They placed on the statute book visible admixture bills, to deprive citizens of the right of suffrage—a constitutional right long enjoyed and perfectly well settled by repeated decisions of the highest court having jurisdiction of the question.

They repealed the law allowing, after the usual residence, the disabled veterans of the Union army to vote in the township in which the National Soldiers' Home is situated; and enacted a law designed to deprive of the right of suffrage a large number of young men engaged in acquiring an education at "any school, seminary, academy, college, university, or other institution of learning." To prevent citizens who were deprived of their constitutional rights by these acts from obtaining prompt relief in the Supreme Court, they passed a law prohibiting that court from taking up causes on its docket according to its own judgment of what was demanded by public justice, in any case "except where the person seeking relief had been convicted of murder in the first degree, or of a crime the punishment of which was confinement in the penitentiary."

I believe it is the general judgment of the people of Ohio that the passage of these measures, unconstitutional as some of them are, and unjust as they all are, was mainly due to the fact that the classes of citizens disfranchised by them do not commonly vote with the Democratic party. The Republican party condemns all such legislation, and demands its repeal.

On the important subject of suffrage, General Grant, in his inaugural message, expresses the convictions of the Republican party. He says: "The question of suffrage is one which is likely to agitate the public so long as a portion of the citizens of the Nation are excluded from its privileges in any State. It seems to me very desirable that this question should be settled now, and I entertain the hope and express the desire that it may be by the ratification of the fifteenth amendment to the constitution."

During the canvass which resulted in the election of the late Democratic legislature the Republicans were charged with having used $800,000, raised for the relief of soldiers' families, to pay the State debt, and this charge was insisted upon, notwithstanding a majority of the Democratic members had supported the measure. The idea was everywhere held out that if the Democratic party were successful this money would be restored to the relief fund and expended for the benefit of the soldiers. The failure to redeem this pledge is aggravated by the fact that the legislature, by a strictly party vote in the Senate, refused to provide for the support of soldiers' destitute orphans at homes to be established without expense to the State by the voluntary contributions of patriotic and charitable people.

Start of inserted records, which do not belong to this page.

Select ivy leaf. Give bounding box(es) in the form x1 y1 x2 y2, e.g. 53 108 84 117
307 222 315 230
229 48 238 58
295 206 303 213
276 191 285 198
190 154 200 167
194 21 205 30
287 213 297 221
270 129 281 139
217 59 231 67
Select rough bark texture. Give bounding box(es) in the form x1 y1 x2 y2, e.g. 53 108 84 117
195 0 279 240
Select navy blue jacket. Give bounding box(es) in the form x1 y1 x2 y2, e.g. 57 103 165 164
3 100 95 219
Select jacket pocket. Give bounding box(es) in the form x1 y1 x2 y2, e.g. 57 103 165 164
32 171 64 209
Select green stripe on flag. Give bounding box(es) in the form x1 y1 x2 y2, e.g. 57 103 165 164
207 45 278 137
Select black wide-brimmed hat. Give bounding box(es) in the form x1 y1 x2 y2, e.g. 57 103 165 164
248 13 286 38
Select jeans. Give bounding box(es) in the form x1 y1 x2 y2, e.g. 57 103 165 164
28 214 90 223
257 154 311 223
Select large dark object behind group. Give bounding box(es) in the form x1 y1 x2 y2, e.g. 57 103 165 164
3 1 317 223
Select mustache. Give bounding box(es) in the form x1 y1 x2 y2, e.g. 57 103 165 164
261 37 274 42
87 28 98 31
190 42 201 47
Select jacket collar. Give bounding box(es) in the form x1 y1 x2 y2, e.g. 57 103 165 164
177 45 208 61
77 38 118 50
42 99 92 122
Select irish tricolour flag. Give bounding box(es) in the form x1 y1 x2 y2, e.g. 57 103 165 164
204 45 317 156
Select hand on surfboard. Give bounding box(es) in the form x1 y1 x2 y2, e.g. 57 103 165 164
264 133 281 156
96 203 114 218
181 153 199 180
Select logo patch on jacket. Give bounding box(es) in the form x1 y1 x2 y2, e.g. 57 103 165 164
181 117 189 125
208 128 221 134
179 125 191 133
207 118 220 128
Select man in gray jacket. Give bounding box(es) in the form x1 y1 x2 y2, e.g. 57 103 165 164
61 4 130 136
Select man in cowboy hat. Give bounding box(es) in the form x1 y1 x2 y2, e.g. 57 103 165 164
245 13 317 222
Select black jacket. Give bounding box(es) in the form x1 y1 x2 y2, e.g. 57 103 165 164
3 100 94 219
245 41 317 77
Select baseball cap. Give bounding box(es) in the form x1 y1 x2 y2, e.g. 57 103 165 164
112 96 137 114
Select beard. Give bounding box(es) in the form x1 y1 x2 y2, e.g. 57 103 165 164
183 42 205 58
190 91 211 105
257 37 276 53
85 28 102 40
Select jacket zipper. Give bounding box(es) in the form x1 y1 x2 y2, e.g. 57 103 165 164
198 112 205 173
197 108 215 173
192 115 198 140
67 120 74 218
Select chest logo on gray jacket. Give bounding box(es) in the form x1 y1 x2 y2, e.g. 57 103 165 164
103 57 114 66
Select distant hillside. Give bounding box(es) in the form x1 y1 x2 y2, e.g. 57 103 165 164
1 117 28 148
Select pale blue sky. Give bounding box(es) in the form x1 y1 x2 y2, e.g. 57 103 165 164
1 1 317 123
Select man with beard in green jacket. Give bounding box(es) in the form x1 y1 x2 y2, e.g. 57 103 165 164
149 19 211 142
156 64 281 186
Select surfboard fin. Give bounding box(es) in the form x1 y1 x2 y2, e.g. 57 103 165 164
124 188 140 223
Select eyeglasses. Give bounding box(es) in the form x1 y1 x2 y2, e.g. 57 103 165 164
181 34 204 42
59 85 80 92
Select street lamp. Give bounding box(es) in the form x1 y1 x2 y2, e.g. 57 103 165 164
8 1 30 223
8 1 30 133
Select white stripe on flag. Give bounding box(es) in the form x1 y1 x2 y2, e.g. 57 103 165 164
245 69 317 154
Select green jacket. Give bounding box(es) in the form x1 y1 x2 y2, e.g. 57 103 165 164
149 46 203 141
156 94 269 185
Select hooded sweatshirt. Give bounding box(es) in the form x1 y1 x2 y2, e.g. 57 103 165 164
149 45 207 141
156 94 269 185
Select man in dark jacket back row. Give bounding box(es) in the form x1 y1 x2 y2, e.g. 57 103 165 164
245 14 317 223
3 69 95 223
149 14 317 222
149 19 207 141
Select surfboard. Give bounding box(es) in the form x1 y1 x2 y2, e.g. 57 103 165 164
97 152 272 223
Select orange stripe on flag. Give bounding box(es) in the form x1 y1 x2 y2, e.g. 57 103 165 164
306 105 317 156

But of all the pledges upon which the Democratic party obtained power in the last legislature, the most important, and those in regard to which the just expectations of the people have been most signally disappointed, are their pledges in relation to financial affairs—to expenditure, to debt, and to taxation. Upon this subject the people are compelled to feel a very deep interest. The flush times of the war have been followed by a financial reaction, and for the last three or four years the country has been on the verge of a financial crisis. The burdens of taxation bear heavily upon labor and upon capital. The Democratic party, profuse alike of accusations against their adversaries, and of promises of retrenchment and reform, were clothed with power to deal with the heaviest part of these burdens, viz: with the expenditures, debts, assessments, and taxes which are authorized by State legislation. The results of their two years of power are now before the people. They are contained in the 65th and 66th volumes of the Laws of Ohio. Let any Republican diligently study these volumes, and he will fully comprehend the meaning of Job when he said, "Oh, that mine adversary had written a book." No intelligent man can read carefully these volumes, and note the number and character of the laws increasing the expenses and liabilities of the State and authorizing additional debts and additional taxation for city and village, for county and township purposes, without having the conviction forced upon him that the gentlemen who enacted these laws hold to the opinion that the way to increase wealth is to increase taxation, and that public debts are public blessings.